A recovering economy and a thriving local art scene energised the eighth edition of Mexico City’s Zona Maco contemporary art fair where solid sales were reported by art dealers. Held in the Centro Banamex convention hall from 6-10 April, the event cost around $3.3m to produce with sponsors footing just under 10% of the bill. Although the fair got off to a slow start, by the end of the weekend 35,000 visitors had passed through the aisles and several dealers were expecting follow-up sales.
Zona Maco has experienced significant changes since its inception in Monterrey in 2002. After one year the fair moved to Mexico City; since then it has been through four different venues and as many name changes, as well as a legal dispute that dissolved the original partnership between co-founders Zélika García and Enrique Rubio. In 2008 García launched her own company, and in 2009 and 2010 she mounted shows in both Mexico City and in Monterrey installing Zona Maco Monterrey in hotel rooms owned by the art fair sponsor Habita. When asked if there will be a 2011 Monterrey edition, García admitted that the Monterrey fair had been put on hold “because of the violence and the need for security” in the northern region. She added that many collectors from Monterrey are now coming to the Mexico City fair instead.

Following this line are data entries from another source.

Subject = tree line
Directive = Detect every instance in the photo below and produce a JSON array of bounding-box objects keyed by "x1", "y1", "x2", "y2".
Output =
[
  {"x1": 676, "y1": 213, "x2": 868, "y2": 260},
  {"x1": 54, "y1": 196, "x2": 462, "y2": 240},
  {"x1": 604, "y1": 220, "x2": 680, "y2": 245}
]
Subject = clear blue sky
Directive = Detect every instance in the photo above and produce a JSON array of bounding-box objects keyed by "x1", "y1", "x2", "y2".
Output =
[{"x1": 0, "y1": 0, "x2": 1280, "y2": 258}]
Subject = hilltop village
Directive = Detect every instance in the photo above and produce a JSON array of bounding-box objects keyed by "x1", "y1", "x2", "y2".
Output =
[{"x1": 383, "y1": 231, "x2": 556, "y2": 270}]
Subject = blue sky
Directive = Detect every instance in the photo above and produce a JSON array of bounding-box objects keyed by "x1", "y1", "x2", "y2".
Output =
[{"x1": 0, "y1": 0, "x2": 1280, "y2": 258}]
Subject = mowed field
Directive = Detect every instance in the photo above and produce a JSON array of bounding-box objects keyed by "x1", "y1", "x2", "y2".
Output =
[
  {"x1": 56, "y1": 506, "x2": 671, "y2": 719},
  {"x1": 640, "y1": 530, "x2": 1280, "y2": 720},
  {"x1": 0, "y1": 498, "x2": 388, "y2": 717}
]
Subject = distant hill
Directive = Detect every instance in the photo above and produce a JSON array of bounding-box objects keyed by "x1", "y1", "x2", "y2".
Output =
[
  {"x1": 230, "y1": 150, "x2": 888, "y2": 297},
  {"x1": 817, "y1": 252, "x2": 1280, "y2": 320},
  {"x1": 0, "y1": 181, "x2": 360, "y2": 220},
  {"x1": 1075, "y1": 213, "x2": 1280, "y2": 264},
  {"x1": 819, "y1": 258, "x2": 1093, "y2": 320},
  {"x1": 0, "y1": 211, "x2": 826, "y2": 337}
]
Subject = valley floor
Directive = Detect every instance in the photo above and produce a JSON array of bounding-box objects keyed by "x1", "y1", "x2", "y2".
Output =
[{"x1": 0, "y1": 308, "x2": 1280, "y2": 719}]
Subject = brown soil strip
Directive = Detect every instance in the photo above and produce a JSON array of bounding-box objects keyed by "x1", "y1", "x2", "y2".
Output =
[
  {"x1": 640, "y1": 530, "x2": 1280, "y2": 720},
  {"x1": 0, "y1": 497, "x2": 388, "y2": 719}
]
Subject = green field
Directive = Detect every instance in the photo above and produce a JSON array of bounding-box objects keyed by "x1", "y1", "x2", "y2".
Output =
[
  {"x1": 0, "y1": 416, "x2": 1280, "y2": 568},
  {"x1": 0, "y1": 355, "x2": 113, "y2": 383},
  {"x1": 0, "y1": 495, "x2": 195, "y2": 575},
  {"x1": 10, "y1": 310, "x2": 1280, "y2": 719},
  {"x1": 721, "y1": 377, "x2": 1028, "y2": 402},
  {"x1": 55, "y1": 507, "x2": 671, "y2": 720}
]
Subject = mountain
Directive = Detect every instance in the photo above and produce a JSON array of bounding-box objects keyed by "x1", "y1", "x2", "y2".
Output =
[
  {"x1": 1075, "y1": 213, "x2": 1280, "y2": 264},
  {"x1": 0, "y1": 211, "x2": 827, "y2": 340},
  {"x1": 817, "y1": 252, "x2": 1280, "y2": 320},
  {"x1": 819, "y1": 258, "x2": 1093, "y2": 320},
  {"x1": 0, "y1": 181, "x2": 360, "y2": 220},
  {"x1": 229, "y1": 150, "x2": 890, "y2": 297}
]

Galleries participating in this year’s Zona Maco included Hauser & Wirth, Lisson and Zwirner, which added a measure of gravitas to the exhibition hall. “We decided to participate for the first time as we have longstanding relationships with collectors and the art world here,” said Nicholas Logsdail of London’s Lisson gallery. Selling mainly to Mexican and South American collectors, sales included three works by Ryan Gander from his 2009 “Associative Template” series, an Allora and Calzadilla piece from their 2011 “Solar Catastrophe” series, and a Spencer Finch installation that sold for $72,000. Other sales included pieces by Carmen Herrera, John Latham and Jason Martin. Logsdail told The Art Newspaper that, given the success of the fair, he will probably participate again next year. Over at New York’s Zwirner gallery, three Michael Riedel silkscreen on linen posters from 2011 sold to Mexican collectors for $18,000 each, and two sets of Francis Alÿs’ Untitled (from his “Prophet” series), 2002-03, were purchased by Mexican and US collectors for around $15,000 to $20,000 per set.
According to Zona Maco consultant Ana Sokoloff, the number of VIP collectors, curators and museum groups in attendance this year was double that of last year. International collectors such as Venezuelan industrialist Jimmy Belilty, US investor and collector Adam Lindemann, London-based art advisor and collector Nicolai Frahm, Belgian financial consultant Alain Servais and Miami-based philanthropist Ella Cisneros were seen walking the aisles, while curators from the Tate, the Museum of Modern Art in New York and Inhotim, founded by Bernardo Paz, were out in force.
Local galleries were the big winners, reporting extensive sales both at the fair and at their gallery spaces. During the first days of the fair Mexico’s Kurimanzutto gallery sold four drawings by Dr Lakra, priced at $8,000 each, a giant Allora and Calzadilla woodcut print on linen to a Mexican collector, and a Minerva Cuevas installation to Mexican financier Boris Hirmas for $40,000. “The fair has been improving astronomically in terms of the quality of galleries and collectors, while keeping the scale of the fair intimate,” said José Kuri, gallery co-founder.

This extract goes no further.